A Brief Introduction to the Progress-Focused Approach
A Brief Introduction to the Progress-Focused Approach – A Guide for Managers, Coaches, Teachers, and Students
Coert Visser (2020)
This book introduces the progress-focused approach. This approach is a set of principles and techniques which help individuals and teams make achieved and desired meaningful progress visible and to get ideas about next steps forward. The progress-focused approach, originally inspired by some practical techniques from solution-focused brief therapy, now heavily relies on findings from scientific psychology. It is used by many coaches, trainers, managers, teachers and employees.
The purpose of the book is to bridge two gaps: the gap between psychological theory and practice and the gap between different psychological theories. The motivation to bridge the gap between theory and practice stems from the conviction that scientific psychological theory can be useful in practically everything people do. The book aims to bridge the gap between theory and practice by describing theory in accessible ways.
The second type of gap the book tries to bridge is the one between different robust psychological theories. Many scholars produce (mini)theories which they then keep building on. What they seem less inclined to do is to build bridges between their own theories and those generated by others.
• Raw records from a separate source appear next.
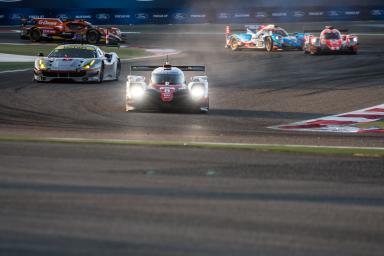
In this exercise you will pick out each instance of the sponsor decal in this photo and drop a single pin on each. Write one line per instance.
(122, 16)
(47, 23)
(315, 13)
(334, 13)
(48, 31)
(63, 16)
(261, 15)
(279, 14)
(224, 15)
(298, 14)
(83, 16)
(141, 16)
(369, 120)
(352, 13)
(198, 15)
(377, 12)
(102, 16)
(242, 15)
(180, 16)
(34, 16)
(160, 16)
(15, 16)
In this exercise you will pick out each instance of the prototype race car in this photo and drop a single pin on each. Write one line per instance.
(69, 30)
(77, 62)
(167, 89)
(268, 37)
(331, 41)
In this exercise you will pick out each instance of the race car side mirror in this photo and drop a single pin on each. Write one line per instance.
(108, 56)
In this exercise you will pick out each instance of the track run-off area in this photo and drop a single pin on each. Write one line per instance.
(79, 175)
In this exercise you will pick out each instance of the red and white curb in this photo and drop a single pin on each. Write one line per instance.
(342, 123)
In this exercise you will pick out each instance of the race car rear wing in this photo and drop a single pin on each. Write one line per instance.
(183, 68)
(319, 30)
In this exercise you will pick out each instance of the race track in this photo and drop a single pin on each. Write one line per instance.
(69, 199)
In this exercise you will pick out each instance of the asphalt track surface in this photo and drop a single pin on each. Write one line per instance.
(75, 199)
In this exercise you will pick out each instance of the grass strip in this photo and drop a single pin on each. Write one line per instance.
(7, 66)
(302, 149)
(35, 49)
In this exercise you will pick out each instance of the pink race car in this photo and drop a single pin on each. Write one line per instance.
(331, 41)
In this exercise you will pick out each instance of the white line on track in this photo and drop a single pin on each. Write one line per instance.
(14, 71)
(176, 143)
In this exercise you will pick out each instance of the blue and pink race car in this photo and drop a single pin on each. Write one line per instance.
(268, 37)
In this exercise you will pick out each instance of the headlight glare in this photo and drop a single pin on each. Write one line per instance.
(137, 92)
(89, 65)
(197, 92)
(42, 64)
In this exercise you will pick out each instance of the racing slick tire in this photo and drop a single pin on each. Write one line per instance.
(353, 51)
(101, 74)
(93, 36)
(234, 44)
(118, 70)
(35, 35)
(313, 51)
(268, 44)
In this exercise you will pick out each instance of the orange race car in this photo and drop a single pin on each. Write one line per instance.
(69, 30)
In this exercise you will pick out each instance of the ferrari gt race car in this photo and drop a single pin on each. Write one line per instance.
(331, 41)
(167, 89)
(69, 30)
(268, 37)
(77, 62)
We attempt to bridge some of those gaps.
The book alternates between practical and theoretical chapters. Practical chapters introduce topics like the circle technique, the 7 steps approach for coaches, progress-focused directing and the 4PR model. Theoretical chapters include topics such as the progress principle, the growth mindset, self-determination theory, deliberate practice, deep work, and the learning and performance zone.
The practical nature of the book is highlighted by the use of case examples, practical exercises, reflection exercises, and lists of bullet points summarizing theoretical parts.
Coert Visser (1963), psychologist, studied at the University of Groningen and at the Vrije Universiteit Amsterdam. He is co-founder of the progress-focused approach together with Gwenda Schlundt Bodien. They have been working together for over 20 years, most recently under the name Center for Progress-focused Work (www.cpw.nu). CPW provides training to hundreds of coaches, managers, trainers and teachers per year.